Twin purposes are evident throughout Calvin’s baptismal theology (passim and summarized well on 133). The sacrament signifies that grace which is given in Christ by his Spirit. Yet this same sacrament both assures and saves in so doing. It builds up trust in the gift given, while it itself conveys that gift. It is the direct conduit of God’s kindness in Christ even as it also indirectly conveys a greater clarity about the gift of Christ given unto his people. God freely sees fit to convey that gift of Christ elsewhere, employing his divine liberty, and yet God also delights to grant such mercy in and through the celebration of this divinely appointed sacrament. Bierma notes that “Calvin takes great pains to give divine liberty and sacramental objectivity equal weight” (132).
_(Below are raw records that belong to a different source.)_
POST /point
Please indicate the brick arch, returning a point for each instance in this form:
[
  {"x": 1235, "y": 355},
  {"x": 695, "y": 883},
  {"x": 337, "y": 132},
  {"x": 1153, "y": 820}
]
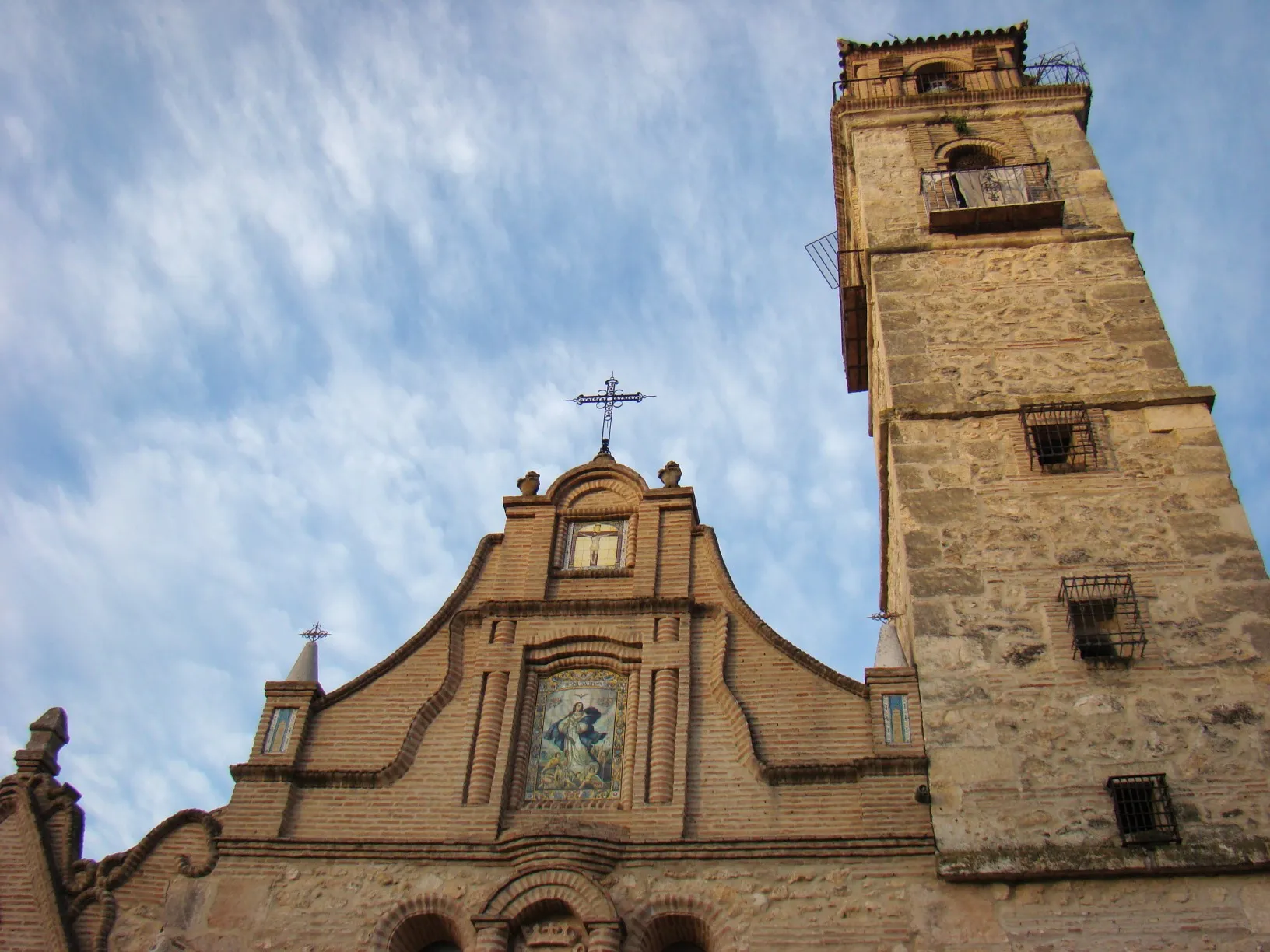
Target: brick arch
[
  {"x": 997, "y": 150},
  {"x": 414, "y": 923},
  {"x": 549, "y": 890},
  {"x": 683, "y": 918},
  {"x": 611, "y": 475},
  {"x": 576, "y": 496},
  {"x": 952, "y": 62}
]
Bierma closes by suggesting a parallel analysis of Calvin’s eucharistic theology. Indeed, such a study would be beneficial (though it has admittedly been better tended already in the literature than has his baptismal theology). We might also add that a study of the theology of the preached Word would be especially welcome, if it tended to the kinds of parallelist and instrumentalist language used by Calvin to depict God’s agency and blessing therein, and even more so if it also works developmentally throughout his writing career and into the reception history of his thought in the period of further confessionalization. Such developmental attention pays dividends, and here Bierma models patient and detailed study. Often it has been said that Calvin added and expanded his writing but did precious little to modify, change, or delete his past claims. Font of Pardon and New Life complicates such a picture by showing ways in which Calvin did in fact delete or modify earlier constructions, even as he came to say rather more of baptism over time. In doing so, the book will provoke and challenge this reviewer’s own teaching of Calvin’s theology to students and, I suspect, prompt and resource many others to attend more effectively to his sacramental theology.
Michael Allen is the John Dyer Trimble Professor of Systematic Theology at Reformed Theological Seminary in Orlando, Florida.
Date Of Review:
June 27, 2022
Lyle D. Bierma is P. J. Zondervan Professor of the History of Christianity at Calvin Theological Seminary in Grand Rapids, Michigan. After receiving his PhD in Religion from Duke University in 1980, he taught church history and theology at Kuyper College, Grand Rapids, Michigan, for nineteen years before joining the faculty at Calvin Seminary in 1999. His research and publications have focused on the early history of Reformed covenant theology, the Heidelberg Catechism (1563), and John Calvin.